The Selma, Alabama congregation stepped out of the church that night and the next day stepped into a march for freedom; into an entrenched system that fought against their freedom. Following their example, we – people of faith, little faith or no faith, can step out of our fear and anxiety into the mandorla. The Italian word for almond, mandorla is the shape created when two circles intersect (think Venn diagram from 6th grade math; the mandorla is the featured image for this post). Step into that space where two opposing forces interconnect. In medieval art, the mandorla was the intersection between heaven and earth. In our contemporary world, the mandorla is the space between the intersecting circles of red and blue, gun rights proponents and gun law reformers, those who permit abortion and those who forbid it. It is not a place of compromise, but a space of transformation. The circles cannot be fully aligned, nor can they be completely separate. The mandorla has the capacity to generate new perspectives, if not new life. It requires risk and commitment, and faith that light and hope can be seen and built upon. By stepping into the mandorla we can step out of our political and ideological circles and march toward the light and hope.
One of Marin Luther King’s most remembered quotations brings power and love into the mandorla space. “Power without love is reckless and abusive.
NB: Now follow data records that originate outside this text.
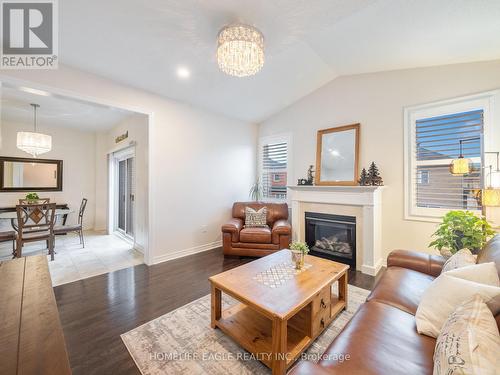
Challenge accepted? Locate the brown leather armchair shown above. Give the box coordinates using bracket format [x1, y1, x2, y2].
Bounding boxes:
[222, 202, 291, 257]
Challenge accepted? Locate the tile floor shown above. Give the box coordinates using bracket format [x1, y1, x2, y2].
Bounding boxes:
[0, 231, 143, 286]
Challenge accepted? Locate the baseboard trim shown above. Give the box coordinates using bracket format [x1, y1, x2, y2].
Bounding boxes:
[152, 240, 222, 265]
[133, 243, 145, 254]
[361, 258, 383, 276]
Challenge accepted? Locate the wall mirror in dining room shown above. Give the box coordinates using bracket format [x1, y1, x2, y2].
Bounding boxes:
[0, 156, 63, 191]
[315, 123, 360, 185]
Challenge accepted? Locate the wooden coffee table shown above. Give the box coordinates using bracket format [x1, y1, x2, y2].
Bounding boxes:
[209, 250, 349, 375]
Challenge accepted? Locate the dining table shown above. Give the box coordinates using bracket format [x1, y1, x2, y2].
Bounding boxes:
[0, 209, 74, 230]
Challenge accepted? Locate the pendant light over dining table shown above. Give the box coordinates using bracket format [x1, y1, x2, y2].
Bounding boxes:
[17, 103, 52, 157]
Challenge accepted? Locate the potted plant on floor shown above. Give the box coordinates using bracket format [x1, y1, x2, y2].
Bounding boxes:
[429, 210, 495, 257]
[290, 241, 309, 270]
[249, 179, 263, 202]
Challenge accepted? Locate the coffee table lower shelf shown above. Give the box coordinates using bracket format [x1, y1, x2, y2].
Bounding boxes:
[214, 303, 311, 368]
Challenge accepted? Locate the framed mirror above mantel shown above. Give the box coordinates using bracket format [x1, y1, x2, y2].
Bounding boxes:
[0, 156, 63, 192]
[315, 124, 360, 186]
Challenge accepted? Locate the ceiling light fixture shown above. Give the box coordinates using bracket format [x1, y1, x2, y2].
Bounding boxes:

Love without power is sentimental and anemic. Power at its best is love implementing the demands of justice, and justice at its best is power correcting everything that stands against love.”
Pundits and politicians tend to keep power and love separate. Power then becomes reckless and abusive; and love is rendered sentimental and anemic. Following the legacy and genius of Martin Luther King, we can bring power and love together. We need to bring them together – into the mandorla. That will go a long way to provide light in the darkness, and help generate a true silence that centers us so that we can march on with courage and commitment into greater hope.